As I read this I couldn’t help but think that this story offered a fantastic opportunity to discuss the whole nature vs nurture debate. I came up with a few questions:
Can predicting someone’s potential as a killer actually prevent a tragedy from happening? Os is that just damning someone to an uncertain fate?
Doesn’t ostracizing an entire group of people and treating them as scum only create animosity and bitterness in them? Wouldn’t that trigger a violent reaction in some because they were pushed in that direction?
What is the role of rehabilitation in this and can you rehabilitate someone who hasn’t yet demonstrated a penchant for violent behavior?

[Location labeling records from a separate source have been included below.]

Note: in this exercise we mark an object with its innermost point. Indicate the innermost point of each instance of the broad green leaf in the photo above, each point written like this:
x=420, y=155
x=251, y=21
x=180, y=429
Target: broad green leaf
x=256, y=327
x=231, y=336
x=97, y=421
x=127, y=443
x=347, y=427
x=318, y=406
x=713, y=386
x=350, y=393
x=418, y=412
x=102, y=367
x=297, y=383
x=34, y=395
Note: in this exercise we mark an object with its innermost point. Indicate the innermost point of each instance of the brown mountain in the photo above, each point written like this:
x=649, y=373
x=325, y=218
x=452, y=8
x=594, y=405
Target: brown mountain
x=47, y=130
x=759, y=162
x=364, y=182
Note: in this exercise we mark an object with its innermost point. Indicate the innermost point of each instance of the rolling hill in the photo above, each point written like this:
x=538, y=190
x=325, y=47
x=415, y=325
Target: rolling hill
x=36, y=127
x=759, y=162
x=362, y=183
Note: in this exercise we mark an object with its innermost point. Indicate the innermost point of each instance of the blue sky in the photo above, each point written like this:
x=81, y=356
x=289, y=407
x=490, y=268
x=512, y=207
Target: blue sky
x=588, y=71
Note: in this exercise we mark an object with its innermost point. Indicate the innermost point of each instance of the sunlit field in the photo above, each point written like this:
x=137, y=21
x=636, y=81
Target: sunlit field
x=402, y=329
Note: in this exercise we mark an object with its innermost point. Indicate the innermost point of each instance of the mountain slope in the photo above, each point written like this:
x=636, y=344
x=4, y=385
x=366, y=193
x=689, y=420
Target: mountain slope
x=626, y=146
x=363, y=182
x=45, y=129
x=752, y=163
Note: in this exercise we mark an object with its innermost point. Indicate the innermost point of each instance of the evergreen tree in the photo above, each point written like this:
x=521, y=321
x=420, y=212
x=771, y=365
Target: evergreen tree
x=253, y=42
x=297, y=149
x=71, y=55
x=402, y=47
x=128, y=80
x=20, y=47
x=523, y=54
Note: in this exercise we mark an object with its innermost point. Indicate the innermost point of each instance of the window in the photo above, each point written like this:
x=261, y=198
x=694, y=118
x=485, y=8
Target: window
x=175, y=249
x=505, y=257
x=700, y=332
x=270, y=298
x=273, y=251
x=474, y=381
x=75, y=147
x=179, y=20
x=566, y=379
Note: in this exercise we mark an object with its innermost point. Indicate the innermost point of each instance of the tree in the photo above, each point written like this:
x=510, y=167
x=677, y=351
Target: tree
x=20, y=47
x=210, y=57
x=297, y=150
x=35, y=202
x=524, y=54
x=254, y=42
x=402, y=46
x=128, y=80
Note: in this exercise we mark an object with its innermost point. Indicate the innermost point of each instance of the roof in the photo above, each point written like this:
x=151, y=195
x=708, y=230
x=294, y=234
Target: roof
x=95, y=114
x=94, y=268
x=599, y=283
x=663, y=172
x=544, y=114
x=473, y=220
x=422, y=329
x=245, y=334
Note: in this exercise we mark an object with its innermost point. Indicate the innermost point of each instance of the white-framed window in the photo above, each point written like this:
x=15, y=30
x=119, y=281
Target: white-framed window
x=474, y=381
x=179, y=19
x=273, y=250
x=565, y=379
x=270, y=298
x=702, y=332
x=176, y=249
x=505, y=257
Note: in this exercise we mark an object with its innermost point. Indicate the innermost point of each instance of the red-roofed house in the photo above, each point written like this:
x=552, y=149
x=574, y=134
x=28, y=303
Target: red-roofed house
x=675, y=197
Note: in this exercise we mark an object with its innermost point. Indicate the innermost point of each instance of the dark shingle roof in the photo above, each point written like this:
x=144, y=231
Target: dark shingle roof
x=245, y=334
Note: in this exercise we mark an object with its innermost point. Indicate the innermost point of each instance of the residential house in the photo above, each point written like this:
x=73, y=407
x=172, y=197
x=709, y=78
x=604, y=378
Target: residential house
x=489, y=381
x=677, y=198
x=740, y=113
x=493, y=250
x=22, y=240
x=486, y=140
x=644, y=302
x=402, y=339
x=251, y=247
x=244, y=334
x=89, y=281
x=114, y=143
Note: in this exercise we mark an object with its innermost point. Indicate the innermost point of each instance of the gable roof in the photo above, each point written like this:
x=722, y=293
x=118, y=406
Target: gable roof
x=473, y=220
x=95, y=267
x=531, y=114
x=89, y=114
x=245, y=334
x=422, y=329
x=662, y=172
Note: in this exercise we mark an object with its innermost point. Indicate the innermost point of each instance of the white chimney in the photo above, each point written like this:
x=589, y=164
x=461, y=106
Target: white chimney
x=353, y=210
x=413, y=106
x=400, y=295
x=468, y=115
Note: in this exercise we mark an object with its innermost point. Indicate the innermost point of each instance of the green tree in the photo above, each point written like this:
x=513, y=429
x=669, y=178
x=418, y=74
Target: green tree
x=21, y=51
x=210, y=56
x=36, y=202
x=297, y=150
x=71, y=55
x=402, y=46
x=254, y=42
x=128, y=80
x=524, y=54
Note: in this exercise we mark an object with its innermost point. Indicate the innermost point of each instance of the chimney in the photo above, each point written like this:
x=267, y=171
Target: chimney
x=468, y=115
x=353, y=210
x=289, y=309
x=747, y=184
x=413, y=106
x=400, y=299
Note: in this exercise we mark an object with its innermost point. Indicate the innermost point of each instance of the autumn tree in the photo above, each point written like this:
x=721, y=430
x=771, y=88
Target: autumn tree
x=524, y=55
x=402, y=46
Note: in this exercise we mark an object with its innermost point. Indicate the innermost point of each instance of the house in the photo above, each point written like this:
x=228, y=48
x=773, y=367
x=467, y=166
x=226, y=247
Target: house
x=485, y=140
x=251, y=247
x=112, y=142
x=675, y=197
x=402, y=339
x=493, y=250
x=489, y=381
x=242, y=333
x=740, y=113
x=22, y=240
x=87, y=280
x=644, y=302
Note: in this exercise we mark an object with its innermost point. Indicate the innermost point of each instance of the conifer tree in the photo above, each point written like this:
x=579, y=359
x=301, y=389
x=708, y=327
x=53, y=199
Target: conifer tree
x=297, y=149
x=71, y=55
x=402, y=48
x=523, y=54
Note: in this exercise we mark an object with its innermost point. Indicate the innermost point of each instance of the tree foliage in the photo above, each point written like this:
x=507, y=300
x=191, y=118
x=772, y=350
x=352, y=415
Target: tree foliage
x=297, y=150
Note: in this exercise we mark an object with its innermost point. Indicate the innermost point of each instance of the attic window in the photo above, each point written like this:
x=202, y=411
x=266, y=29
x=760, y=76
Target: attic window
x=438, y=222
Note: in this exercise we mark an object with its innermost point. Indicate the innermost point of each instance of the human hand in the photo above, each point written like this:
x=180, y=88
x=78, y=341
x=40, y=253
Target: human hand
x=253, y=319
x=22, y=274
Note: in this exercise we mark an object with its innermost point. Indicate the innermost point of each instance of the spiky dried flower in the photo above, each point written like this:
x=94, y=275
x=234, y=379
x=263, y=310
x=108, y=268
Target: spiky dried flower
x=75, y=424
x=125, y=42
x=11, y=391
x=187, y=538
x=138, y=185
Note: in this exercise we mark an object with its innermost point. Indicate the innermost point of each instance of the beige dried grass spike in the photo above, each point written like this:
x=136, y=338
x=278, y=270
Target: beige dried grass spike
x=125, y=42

Okay, I know this is sort of heavy stuff but all these questions and more flooded my mind as I read Uninvited at an amazing speed. I felt so anxious for Davy and her new friends, growing more concerned for her during the second half of the book as she morphed into a different person. That change is thanks in part to the government and its questionable agenda for all the HTS carriers.
All I can say is that Uninvited had me wound up the entire time. To me it was such an interesting concept that stimulated a lot of thought and considering how things have played out so far, there’s certainly plenty of room to maneuver in the sequel. There is a love angle in there too but that doesn’t consume the story at all. Davy is her own rock and she’s gearing up to face what’s next.